Ammann Arsène Perroud machte aus seinem Herzen keine Mördergrube. «Natürlich hätte ich mir ein anderes Resultat für meine Parteikollegin gewünscht», gestand der SP-Politiker. «Aber auch das gehört zur Politik, dass man verlieren und trotzdem weiter zusammenarbeiten kann», fügte er an. Der knappe Ausgang der Wahl ist für ihn ein Signal, dass die Sieger auch auf die Minderheiten achten müssen. Für die Region und für Wohlen erachtet es Perroud als erfreulich, dass man jetzt einen direkten Draht in die Regierung habe. «Natürlich bist du für den ganzen Kanton zuständig, aber wir hoffen schon, dass du bei den Entscheidungen die Heimat nicht ganz vergisst», so die Botschaft des «Amme».
Von Fehltritten und Schleudersitzen
Gallati selber strahlte, als er ans Renderpult schritt. Er freute sich besonders, dass auch eine Delegation aus Waltenschwil im Casino war, schliesslich hat er dort seine Jugendjahre verbracht. «Und dort ist mein Ruf besser als hier in Wohlen», ist er sich bewusst. Gallati outete sich auch als Fasnächtler, weil man sich da hinter einer Maske versteckt so manchen Fehltritt erlauben darf. Und Fehltritte habe es später auch im Einwohnerrat gegeben, gestand er ein.

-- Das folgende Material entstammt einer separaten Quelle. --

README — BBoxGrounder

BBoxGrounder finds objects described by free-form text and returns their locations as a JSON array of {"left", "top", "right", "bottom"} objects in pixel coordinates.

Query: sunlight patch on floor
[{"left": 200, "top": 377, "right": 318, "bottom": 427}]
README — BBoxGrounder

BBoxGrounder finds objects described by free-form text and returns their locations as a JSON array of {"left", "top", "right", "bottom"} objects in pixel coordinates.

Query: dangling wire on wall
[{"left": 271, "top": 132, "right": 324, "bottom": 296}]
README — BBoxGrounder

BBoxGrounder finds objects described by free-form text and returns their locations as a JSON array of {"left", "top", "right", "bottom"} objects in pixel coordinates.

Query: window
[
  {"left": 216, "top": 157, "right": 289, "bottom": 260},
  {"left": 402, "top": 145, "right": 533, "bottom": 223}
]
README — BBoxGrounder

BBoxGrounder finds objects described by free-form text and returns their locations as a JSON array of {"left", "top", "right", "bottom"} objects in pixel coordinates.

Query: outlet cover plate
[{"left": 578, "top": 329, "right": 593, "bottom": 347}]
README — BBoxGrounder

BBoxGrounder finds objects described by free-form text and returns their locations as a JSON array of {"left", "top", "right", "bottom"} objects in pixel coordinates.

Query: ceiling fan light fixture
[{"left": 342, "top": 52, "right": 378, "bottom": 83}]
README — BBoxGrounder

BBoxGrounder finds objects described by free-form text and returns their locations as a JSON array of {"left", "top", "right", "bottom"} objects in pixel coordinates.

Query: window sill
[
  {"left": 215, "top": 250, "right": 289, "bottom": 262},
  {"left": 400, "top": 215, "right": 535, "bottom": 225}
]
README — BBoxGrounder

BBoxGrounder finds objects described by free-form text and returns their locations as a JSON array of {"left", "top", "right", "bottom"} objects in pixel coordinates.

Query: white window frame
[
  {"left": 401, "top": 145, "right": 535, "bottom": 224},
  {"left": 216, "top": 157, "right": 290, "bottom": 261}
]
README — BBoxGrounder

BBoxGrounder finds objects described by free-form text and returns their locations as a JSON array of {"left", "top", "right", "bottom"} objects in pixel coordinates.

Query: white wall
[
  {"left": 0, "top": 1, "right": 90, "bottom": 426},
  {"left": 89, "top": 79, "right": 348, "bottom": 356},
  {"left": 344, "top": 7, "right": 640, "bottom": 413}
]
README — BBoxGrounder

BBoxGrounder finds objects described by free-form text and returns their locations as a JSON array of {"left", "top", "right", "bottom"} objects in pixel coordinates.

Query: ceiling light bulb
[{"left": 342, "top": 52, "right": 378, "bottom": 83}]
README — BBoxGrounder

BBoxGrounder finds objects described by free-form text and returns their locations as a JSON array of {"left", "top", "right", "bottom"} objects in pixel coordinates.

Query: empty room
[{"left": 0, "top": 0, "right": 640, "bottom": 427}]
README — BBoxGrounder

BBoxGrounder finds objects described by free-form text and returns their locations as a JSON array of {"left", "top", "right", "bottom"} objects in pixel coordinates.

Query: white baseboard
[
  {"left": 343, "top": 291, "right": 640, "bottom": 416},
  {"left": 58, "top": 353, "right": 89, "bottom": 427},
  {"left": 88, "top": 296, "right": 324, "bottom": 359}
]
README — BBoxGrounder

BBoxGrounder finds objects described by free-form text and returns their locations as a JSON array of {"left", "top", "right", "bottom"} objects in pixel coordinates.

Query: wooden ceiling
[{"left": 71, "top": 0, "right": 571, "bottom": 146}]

Jetzt freue er sich aber, als Vertreter des Freiamts und von Wohlen in der Regierung mitzuwirken. Gleichzeitig weiss er, dass er vom ersten Moment an schwer unter Druck steht. «Ich sitze auf einem Schleudersitz», sagte er im Hinblick auf die Gesamterneuerungswahlen im nächsten Jahr. Ihm bleibt also nur sehr wenig Zeit, um seine Wahlversprechen auch umzusetzen.